SNU-ARC / any-precision-llm

[ICML 2024 Oral] Any-Precision LLM: Low-Cost Deployment of Multiple, Different-Sized LLMs
MIT License
83 stars 3 forks source link

No speedup from quantization #3

Closed jiwonsong-dev closed 4 months ago

jiwonsong-dev commented 4 months ago

I ran demo.py with LLaMA-2-7B model to check throughput improvement across precisions. 8-bit model is about 10% faster than FP16 baseline but all precisions from 3-bit to 8-bit showed same throughput. Tested on A6000 and A100 GPU.

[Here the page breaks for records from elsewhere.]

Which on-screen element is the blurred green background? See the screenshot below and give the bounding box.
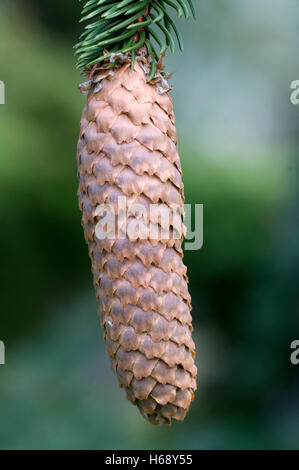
[0,0,299,449]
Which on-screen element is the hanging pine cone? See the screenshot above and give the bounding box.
[77,0,197,424]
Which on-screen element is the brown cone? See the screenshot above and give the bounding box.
[77,62,197,424]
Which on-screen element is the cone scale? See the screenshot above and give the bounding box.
[77,0,197,424]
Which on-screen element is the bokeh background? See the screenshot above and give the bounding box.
[0,0,299,449]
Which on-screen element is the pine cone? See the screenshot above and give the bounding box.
[77,62,197,424]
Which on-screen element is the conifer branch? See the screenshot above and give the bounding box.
[75,0,195,70]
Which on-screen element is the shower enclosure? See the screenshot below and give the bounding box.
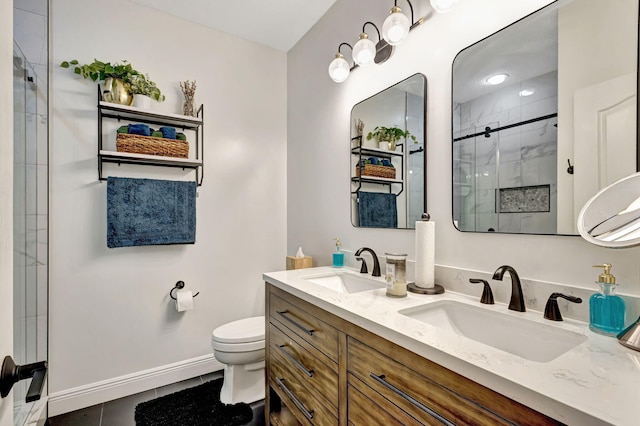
[13,42,48,426]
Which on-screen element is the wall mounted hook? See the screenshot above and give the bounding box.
[169,281,200,300]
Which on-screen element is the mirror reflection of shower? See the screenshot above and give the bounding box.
[453,71,558,234]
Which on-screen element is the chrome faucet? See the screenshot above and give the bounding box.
[493,265,527,312]
[355,247,380,277]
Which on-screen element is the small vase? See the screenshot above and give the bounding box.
[131,93,151,110]
[102,77,133,105]
[182,99,196,117]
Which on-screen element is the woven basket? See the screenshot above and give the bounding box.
[356,164,396,179]
[116,133,189,158]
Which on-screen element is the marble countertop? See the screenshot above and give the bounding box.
[263,267,640,425]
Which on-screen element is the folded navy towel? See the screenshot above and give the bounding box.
[129,124,151,136]
[160,127,176,139]
[358,191,398,228]
[107,176,196,248]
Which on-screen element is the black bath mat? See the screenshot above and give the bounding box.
[135,379,253,426]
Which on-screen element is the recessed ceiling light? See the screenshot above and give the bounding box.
[487,74,509,85]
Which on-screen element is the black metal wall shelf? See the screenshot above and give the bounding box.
[98,86,204,186]
[351,143,405,196]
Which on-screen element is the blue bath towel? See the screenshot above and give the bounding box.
[129,124,151,136]
[107,177,196,248]
[160,126,176,139]
[358,191,398,228]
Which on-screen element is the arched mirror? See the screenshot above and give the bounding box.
[350,74,427,229]
[452,0,638,235]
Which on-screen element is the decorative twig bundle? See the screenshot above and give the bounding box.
[180,80,196,117]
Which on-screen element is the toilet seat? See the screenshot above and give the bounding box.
[211,316,265,352]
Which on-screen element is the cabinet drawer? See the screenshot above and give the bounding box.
[347,338,513,425]
[347,384,421,426]
[269,324,338,410]
[269,357,338,426]
[269,294,338,362]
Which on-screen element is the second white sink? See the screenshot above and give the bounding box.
[301,272,386,293]
[399,300,587,362]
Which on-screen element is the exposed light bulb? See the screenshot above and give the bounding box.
[429,0,458,13]
[353,33,376,67]
[382,6,411,46]
[486,74,509,86]
[329,52,350,83]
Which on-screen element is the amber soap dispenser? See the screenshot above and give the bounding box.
[589,263,626,336]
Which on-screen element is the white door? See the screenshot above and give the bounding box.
[0,1,13,426]
[574,73,637,234]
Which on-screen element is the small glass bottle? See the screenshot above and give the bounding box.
[385,253,407,297]
[332,237,344,268]
[589,263,626,336]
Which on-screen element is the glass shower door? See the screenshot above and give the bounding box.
[13,43,47,426]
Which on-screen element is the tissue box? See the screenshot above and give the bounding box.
[287,256,313,271]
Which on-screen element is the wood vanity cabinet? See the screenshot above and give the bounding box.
[265,283,559,426]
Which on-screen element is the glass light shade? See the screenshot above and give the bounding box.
[382,7,411,46]
[429,0,458,13]
[353,33,376,67]
[486,74,509,86]
[329,53,350,83]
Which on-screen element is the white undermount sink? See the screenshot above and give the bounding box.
[399,300,587,362]
[301,272,386,293]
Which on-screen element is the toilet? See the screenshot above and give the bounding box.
[211,316,265,404]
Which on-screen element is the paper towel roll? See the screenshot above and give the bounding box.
[416,220,436,288]
[176,290,193,312]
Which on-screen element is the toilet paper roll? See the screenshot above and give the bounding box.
[176,290,193,312]
[416,221,436,288]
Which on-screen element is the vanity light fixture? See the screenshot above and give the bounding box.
[429,0,458,13]
[329,0,458,83]
[329,43,356,83]
[382,0,424,46]
[353,21,381,67]
[486,73,509,86]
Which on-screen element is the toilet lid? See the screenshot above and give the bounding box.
[212,316,265,343]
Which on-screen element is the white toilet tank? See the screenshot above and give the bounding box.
[211,316,265,364]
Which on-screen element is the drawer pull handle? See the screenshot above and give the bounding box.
[278,345,313,377]
[276,377,313,420]
[276,311,313,336]
[369,373,455,426]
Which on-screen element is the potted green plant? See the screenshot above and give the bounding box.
[60,59,164,105]
[367,126,418,151]
[130,74,165,109]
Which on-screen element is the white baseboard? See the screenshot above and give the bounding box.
[49,355,224,417]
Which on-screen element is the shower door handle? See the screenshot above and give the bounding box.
[0,355,47,402]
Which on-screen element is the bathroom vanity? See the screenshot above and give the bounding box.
[264,267,640,425]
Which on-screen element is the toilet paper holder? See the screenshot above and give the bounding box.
[169,281,200,300]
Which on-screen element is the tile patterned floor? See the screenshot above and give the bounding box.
[47,371,264,426]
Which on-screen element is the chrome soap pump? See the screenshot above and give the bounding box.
[589,263,626,336]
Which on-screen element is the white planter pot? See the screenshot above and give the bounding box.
[132,95,152,110]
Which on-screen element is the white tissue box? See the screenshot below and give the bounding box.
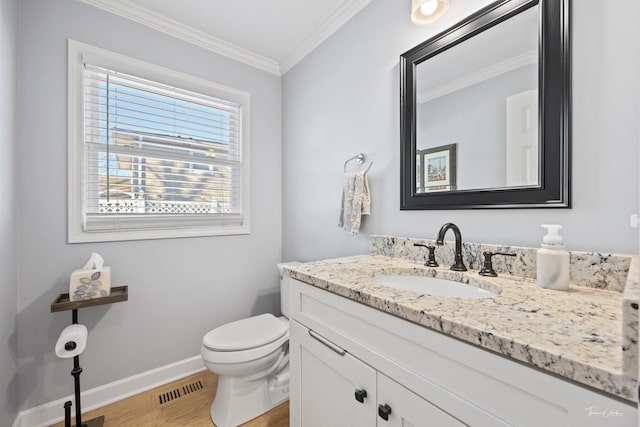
[69,267,111,301]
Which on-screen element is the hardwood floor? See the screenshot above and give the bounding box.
[51,371,289,427]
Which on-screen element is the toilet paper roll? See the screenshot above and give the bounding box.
[56,325,88,359]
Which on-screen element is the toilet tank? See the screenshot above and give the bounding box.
[278,262,300,319]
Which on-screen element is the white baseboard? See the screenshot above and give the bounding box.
[13,356,205,427]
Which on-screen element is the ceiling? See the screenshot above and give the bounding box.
[79,0,371,75]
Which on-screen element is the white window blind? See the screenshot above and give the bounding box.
[83,63,243,232]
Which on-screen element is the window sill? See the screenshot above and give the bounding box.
[68,225,250,243]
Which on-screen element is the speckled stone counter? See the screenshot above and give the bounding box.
[282,254,638,401]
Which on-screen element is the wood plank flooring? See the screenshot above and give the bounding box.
[51,371,289,427]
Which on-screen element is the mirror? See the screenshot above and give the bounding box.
[400,0,570,209]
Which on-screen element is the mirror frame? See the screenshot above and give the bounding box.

How can I resolve this problem?

image

ilil96 commented 4 months ago

The current demo may not demonstrate a speedup if the CPU is not fast enough, causing the software stack running on the CPU to become a bottleneck. In this case, you might not see any end-to-end speedup even with the GPU kernel speedup. With faster CPU cores, you might observe the speedup.

Please note that this demo is just a proof-of-concept implementation. To fully translate the kernel speedup into an end-to-end speedup, it needs to be integrated with a high-performance inference engine like TensorRT-LLM, as reported in our paper. We are working on finalizing the code for TensorRT-LLM end-to-end integration, but it may take some time to release.

jiwonsong-dev commented 4 months ago

Thank you for the response. Waiting for TensorRT-LLM integration!

jiwonsong-dev commented 2 months ago

Hello. Is TensorRT-LLM integration is still going on?

ilil96 commented 2 months ago

Hello. Is TensorRT-LLM integration is still going on?

It is currently delayed. I apologize for not being able to provide an exact timeline at this moment.